The two archaeologists stood silent for a moment, looking at the minarets of Akko, where Vered Bar-El had fought her way to save Eliav, and finally the Irishman said, “You’ve taught me a certain humility this afternoon. I withdraw my question.”
“Thanks.”
“But I pick up yours. Do you intend to marry Vered or to serve Israel?” There was no reply, and after a while Cullinane added, “Because I’m giving notice right now, Eliav. You marry that girl … before I leave for America … or I’m taking her with me. And so help me God, that’s it.”
“Vered fought for this country,” Eliav said quietly. “She’d never leave Israel. She’d never marry a non-Jew,” and by their separate paths the two men left the tell.
Next morning the first of two disruptive visitors arrived, Professor Thomas Brooks, traveling through the Holy Land on one of his regular photographic trips, and since he was an influential board member at the Biblical Museum, Cullinane was obligated to care for him while he was in the Galilee. This was not an unpleasant task, for Professor Brooks was an amiable man, teacher of church history in a small Protestant college in Davenport, Iowa, who made additional income by lecturing through the west on “Old Testament Times” and “Scenes from the Life of Christ.” He illustrated his lectures with color slides, which, accompanied by his careful explanations, served better than motion pictures. He was a good scholar, tried to keep au courant with the latest archaeological research, and imparted to his audiences a vivid sense of that tiny area of the world from which the great religions had sprung.

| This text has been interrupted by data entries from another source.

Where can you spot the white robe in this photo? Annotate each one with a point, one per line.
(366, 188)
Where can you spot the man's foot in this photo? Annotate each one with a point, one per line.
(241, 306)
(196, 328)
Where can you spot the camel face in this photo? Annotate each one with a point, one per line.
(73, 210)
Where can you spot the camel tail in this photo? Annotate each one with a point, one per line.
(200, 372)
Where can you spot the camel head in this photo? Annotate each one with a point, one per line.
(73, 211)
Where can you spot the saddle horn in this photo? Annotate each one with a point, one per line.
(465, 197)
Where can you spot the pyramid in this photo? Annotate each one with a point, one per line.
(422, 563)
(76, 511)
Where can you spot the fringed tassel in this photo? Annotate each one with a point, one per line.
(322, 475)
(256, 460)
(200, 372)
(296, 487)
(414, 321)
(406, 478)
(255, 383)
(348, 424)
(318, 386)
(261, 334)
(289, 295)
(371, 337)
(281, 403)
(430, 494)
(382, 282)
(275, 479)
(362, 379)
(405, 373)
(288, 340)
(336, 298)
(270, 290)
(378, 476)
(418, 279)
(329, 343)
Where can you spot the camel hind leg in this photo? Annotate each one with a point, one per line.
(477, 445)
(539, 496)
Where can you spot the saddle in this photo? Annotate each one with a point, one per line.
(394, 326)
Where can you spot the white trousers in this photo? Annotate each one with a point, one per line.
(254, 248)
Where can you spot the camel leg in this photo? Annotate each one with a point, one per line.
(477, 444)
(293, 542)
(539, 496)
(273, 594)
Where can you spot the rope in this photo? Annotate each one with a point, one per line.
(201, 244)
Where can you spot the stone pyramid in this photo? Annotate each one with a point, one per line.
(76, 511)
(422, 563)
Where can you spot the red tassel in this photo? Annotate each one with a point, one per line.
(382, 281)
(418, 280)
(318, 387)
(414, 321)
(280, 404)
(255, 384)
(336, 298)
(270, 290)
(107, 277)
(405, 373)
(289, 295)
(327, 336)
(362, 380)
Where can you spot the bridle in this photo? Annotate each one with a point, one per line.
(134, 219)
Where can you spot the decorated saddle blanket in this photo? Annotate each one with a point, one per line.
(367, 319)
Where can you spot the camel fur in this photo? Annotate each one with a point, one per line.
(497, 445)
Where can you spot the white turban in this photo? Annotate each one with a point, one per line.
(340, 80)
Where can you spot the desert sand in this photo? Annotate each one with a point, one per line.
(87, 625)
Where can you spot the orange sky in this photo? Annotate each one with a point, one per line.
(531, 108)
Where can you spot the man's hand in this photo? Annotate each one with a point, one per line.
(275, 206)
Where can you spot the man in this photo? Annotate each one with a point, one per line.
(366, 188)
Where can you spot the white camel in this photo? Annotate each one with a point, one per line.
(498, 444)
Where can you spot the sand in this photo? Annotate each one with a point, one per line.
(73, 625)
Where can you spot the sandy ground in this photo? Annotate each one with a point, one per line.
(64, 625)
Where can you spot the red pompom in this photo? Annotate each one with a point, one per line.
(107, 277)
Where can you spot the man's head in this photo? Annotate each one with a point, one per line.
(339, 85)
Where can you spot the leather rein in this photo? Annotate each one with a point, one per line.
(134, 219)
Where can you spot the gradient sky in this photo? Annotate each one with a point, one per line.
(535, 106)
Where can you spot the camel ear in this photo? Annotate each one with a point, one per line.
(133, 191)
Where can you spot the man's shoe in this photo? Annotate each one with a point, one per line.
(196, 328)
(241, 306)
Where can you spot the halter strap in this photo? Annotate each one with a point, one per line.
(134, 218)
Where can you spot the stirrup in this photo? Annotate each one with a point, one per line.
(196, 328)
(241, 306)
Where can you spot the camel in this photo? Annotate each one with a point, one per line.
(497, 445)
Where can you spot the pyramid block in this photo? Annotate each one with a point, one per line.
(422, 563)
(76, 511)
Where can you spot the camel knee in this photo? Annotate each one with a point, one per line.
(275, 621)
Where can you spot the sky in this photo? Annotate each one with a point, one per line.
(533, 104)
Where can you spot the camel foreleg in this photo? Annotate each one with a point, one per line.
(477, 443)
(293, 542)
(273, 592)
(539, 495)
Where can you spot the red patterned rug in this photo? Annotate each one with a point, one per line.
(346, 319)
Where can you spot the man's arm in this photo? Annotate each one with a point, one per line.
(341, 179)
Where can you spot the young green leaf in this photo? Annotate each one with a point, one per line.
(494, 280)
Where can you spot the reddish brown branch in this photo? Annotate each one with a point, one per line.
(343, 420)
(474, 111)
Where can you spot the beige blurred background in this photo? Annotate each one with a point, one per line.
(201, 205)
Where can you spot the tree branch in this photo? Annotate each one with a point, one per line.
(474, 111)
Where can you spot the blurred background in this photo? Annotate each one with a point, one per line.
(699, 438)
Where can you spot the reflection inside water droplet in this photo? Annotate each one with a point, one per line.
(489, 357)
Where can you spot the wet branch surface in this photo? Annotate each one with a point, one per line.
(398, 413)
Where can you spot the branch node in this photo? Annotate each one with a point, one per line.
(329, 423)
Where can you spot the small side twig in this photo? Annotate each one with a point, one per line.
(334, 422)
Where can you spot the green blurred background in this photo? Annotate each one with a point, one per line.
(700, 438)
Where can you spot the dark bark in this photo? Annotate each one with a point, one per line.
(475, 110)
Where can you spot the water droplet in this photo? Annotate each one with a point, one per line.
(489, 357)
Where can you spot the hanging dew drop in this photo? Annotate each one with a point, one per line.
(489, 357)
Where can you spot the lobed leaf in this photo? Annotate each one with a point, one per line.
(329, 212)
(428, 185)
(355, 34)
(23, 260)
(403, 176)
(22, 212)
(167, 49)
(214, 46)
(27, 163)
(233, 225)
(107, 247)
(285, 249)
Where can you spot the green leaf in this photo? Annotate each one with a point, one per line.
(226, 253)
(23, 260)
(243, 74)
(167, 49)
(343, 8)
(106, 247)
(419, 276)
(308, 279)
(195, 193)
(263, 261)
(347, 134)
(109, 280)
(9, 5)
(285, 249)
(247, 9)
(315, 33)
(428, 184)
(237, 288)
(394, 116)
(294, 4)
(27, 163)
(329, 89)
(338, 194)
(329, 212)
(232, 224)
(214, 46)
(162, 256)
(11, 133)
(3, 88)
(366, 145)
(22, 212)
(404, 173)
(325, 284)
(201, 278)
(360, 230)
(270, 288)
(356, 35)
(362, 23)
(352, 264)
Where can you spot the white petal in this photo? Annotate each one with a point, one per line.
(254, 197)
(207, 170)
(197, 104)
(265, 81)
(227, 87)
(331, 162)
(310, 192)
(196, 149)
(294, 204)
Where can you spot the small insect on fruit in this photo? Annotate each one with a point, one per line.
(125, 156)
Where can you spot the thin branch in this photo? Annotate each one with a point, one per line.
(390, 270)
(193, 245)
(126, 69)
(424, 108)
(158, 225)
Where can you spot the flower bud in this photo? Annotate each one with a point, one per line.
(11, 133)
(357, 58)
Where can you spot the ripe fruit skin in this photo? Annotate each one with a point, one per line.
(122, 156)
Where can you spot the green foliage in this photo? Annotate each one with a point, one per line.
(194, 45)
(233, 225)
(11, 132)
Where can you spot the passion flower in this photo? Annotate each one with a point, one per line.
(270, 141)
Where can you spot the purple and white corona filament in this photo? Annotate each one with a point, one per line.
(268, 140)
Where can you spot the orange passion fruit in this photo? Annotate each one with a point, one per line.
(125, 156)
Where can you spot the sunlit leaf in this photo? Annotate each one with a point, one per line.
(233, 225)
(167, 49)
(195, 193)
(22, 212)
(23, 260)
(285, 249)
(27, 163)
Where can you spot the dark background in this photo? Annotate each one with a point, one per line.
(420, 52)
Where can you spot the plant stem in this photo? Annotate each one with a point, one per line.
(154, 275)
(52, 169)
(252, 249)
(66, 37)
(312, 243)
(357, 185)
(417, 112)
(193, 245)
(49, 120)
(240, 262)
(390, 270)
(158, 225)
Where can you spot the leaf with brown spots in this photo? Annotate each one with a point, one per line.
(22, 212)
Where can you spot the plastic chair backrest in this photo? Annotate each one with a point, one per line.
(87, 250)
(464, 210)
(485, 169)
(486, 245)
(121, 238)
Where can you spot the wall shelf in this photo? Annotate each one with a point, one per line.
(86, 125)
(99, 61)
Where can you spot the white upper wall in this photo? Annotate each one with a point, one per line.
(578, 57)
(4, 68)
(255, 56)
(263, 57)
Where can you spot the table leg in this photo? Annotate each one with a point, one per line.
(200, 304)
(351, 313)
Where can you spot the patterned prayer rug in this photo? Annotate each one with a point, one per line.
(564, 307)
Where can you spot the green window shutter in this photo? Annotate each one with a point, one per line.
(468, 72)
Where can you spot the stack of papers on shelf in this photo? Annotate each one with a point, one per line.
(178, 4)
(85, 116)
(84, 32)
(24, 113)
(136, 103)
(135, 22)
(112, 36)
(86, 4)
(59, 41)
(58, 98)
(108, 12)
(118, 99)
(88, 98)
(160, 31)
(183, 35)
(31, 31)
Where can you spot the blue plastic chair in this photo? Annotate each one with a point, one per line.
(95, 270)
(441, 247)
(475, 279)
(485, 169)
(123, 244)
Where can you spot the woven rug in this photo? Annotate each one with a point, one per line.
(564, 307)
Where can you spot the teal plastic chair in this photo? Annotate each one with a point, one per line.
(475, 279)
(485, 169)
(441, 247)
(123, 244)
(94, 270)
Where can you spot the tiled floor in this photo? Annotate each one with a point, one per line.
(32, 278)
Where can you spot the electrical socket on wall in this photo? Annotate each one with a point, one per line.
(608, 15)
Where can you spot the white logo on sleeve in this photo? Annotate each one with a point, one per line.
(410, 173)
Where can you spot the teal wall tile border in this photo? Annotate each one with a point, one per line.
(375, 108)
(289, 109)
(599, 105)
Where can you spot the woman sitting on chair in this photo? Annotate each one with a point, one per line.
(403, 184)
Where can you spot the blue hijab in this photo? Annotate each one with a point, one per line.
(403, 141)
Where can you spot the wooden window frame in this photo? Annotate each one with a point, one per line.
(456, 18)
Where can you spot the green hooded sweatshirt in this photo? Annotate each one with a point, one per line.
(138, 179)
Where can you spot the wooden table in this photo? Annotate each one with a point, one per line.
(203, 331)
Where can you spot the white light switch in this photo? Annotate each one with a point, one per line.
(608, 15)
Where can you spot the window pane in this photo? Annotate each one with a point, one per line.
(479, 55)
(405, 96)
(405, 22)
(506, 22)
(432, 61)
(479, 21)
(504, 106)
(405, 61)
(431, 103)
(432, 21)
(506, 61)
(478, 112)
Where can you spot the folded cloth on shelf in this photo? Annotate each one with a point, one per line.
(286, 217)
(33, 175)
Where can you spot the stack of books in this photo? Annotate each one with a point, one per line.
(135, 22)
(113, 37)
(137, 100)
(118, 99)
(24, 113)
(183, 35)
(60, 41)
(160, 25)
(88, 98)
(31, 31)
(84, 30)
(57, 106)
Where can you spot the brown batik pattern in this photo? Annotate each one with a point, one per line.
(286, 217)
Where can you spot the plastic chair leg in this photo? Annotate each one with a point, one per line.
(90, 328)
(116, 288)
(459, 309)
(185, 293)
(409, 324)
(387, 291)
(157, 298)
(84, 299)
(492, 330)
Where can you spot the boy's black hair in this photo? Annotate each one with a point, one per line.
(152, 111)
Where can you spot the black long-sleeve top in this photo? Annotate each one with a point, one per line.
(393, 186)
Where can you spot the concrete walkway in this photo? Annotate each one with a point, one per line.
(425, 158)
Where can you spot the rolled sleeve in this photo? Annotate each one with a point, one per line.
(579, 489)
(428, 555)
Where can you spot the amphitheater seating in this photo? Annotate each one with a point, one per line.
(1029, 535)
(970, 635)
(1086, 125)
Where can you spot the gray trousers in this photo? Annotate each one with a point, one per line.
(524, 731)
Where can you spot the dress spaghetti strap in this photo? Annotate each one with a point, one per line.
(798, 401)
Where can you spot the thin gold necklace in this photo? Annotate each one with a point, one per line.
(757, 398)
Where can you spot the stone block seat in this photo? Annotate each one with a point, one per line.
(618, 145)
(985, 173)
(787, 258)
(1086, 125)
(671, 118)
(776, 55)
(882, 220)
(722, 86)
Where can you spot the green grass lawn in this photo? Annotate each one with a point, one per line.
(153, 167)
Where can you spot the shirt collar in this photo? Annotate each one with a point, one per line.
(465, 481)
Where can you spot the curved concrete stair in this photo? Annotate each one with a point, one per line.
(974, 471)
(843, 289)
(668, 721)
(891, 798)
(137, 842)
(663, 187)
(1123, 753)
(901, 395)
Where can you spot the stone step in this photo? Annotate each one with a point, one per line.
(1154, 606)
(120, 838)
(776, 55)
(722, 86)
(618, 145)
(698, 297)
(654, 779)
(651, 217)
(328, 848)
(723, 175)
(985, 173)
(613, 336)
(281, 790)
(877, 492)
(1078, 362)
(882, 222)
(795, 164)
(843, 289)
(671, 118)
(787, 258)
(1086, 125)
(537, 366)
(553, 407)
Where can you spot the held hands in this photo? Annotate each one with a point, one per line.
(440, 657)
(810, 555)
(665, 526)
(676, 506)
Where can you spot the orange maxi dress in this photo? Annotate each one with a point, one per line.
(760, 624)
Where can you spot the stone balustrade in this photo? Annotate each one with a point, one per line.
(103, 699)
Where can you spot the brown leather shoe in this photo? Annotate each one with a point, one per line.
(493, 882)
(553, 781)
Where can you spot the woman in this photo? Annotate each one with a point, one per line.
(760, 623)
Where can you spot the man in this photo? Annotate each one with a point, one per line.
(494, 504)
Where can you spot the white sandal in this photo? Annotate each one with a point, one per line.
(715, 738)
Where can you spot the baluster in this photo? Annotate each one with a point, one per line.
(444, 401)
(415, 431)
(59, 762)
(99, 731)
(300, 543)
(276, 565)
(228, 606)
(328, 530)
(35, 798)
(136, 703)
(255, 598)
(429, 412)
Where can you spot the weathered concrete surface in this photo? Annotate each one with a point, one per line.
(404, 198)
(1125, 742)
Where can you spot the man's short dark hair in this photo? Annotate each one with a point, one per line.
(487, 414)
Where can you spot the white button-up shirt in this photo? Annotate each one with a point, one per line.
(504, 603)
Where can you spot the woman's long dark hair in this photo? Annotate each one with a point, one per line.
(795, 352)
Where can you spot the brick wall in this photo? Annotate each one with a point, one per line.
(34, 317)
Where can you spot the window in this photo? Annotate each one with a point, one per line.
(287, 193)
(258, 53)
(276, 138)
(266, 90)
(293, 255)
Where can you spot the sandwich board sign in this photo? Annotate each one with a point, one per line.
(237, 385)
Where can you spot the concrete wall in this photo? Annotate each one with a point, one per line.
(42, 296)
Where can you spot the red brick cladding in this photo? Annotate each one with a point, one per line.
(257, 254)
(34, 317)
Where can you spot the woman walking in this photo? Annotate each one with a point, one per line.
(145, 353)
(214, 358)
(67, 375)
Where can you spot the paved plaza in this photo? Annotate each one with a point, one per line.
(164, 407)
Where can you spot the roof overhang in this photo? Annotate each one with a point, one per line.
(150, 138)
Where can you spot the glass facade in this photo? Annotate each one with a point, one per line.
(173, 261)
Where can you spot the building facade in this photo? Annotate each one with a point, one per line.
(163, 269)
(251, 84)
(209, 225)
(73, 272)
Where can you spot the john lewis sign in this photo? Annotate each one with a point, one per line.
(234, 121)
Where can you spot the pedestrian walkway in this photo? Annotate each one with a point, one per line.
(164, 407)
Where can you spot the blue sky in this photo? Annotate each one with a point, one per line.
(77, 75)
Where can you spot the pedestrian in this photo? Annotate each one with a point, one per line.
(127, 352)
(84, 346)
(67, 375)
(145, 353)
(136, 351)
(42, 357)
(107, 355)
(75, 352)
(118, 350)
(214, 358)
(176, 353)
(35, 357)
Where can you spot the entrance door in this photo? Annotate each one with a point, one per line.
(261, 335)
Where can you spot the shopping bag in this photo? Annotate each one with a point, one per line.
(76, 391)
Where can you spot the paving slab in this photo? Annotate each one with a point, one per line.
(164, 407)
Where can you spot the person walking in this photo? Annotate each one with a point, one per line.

He was not allowed, of course, to lecture in Catholic churches, but he suspected that when his screenings were held in public halls rather than Protestant churches many Catholics attended, and he took pains to include in his slides scenes that would have special interest for them.
He was in his late fifties, a fleshy man to whom life had been good, and he traveled with his wife, some years younger than himself, who managed the cameras and the checkbooks. They were a congenial pair, as beloved in the Holy Land as they were back home, and often they had helped rich widows write wills that bequeathed inheritances to the Biblical Museum for its excavations. They were honest people, the Brookses, and they believed in a simple, honest God; but as they finished their photographing tour in 1964 they were disturbed, and they conveyed their apprehension to Cullinane.
“John, I can’t approve what’s been going on here in Palestine,” Brooks said. As an older man, and as a member of the board that employed Cullinane, he always referred to the director as John, while as a fundamentalist he continued to refer to the new state of Israel as Palestine. “I don’t like it at all.”
“What’s wrong?”
“Who wants to see a great gaping ditch running smack down the middle of the Holy Land?”
“They’ve got to have water,” Cullinane said.
“Granted, but Grace and I reflected many times that all these factories … these macadamed roads. Really, they destroy the feeling we used to get from this land.”
“They do, John,” Mrs. Brooks agreed. “I remember when we first came here … the British administered it then, and it looked just as it must have in Bible times.”
“We took some of our greatest photographs in those happy days,” Brooks sighed. “I only wish Kodak had had a better color film in those years. The reds have faded from our best slides and we can’t use them any more.”
“But today,” Mrs. Brooks continued, “you can hardly take a photograph anywhere that tells an audience clearly that you’re in the Holy Land. Now it’s all towns and building developments.”